2. Online Reputation And Brand Management. Prospective employers can and do perform social media background checks—sometimes even before calling you in for an interview. Google yourself. Look at Facebook, LinkedIn, LawLink, and other social media/networking sites. Is your image professional? Are you comfortable with what’s out there, waiting to be discovered by a prospective employer? One of the most important questions you can ask yourself is: Would I be comfortable discussing this in an interview? If not, you need to clean up, bury, or otherwise distance yourself from that digital dirt.Even if you’re certain that you can pass a social media background check with flying colors, your online image might need improvement. The best online images don’t just protect you from indiscrete college photos; they work to your advantage in both the short-run (i.e., finding a job) and the long-run (i.e., building a career).
3. Job Search and Professional Development Action Plans. Develop realistic action plans to reach each step of your goals, and hold yourself accountable to them. Consider forming an accountability or mastermind group to help you think through your action plans, bounce ideas off, and keep your morale high. Periodically review the plans to make sure you’re still on-target, and to make sure your target still makes sense.
4. Interviewing. Are you a new lawyer who hasn’t interviewed much before? Have you had several initial interviews, but no call-backs or offers? If you, you might need to work on your interviewing skills. Review how you’ve performed in past interviews, conduct and then deconstruct your performance in mock interviews, and figure out where you can improve. Perhaps you need more confidence, need to slow down to listen to (and answer!) interviewers questions, or need to learn how to positively address weak points in your background.
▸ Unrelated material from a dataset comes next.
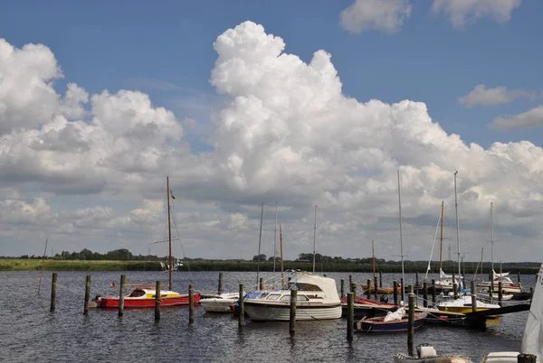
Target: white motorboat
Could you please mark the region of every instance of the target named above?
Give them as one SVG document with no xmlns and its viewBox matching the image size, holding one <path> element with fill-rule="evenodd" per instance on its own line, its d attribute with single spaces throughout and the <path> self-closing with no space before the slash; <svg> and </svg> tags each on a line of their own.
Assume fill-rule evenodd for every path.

5. Networking. Although even the word “networking” makes a lot of people uncomfortable, it’s the most reliable way to find a job and to improve your career is through networking. Don’t go into the process thinking about what you need and about what other people can do for you. Go into the process thinking about building a team that helps each member advance. Who complements you? What can you offer others? Think of ways you can give—rather than just take—and networking will be more natural and successful.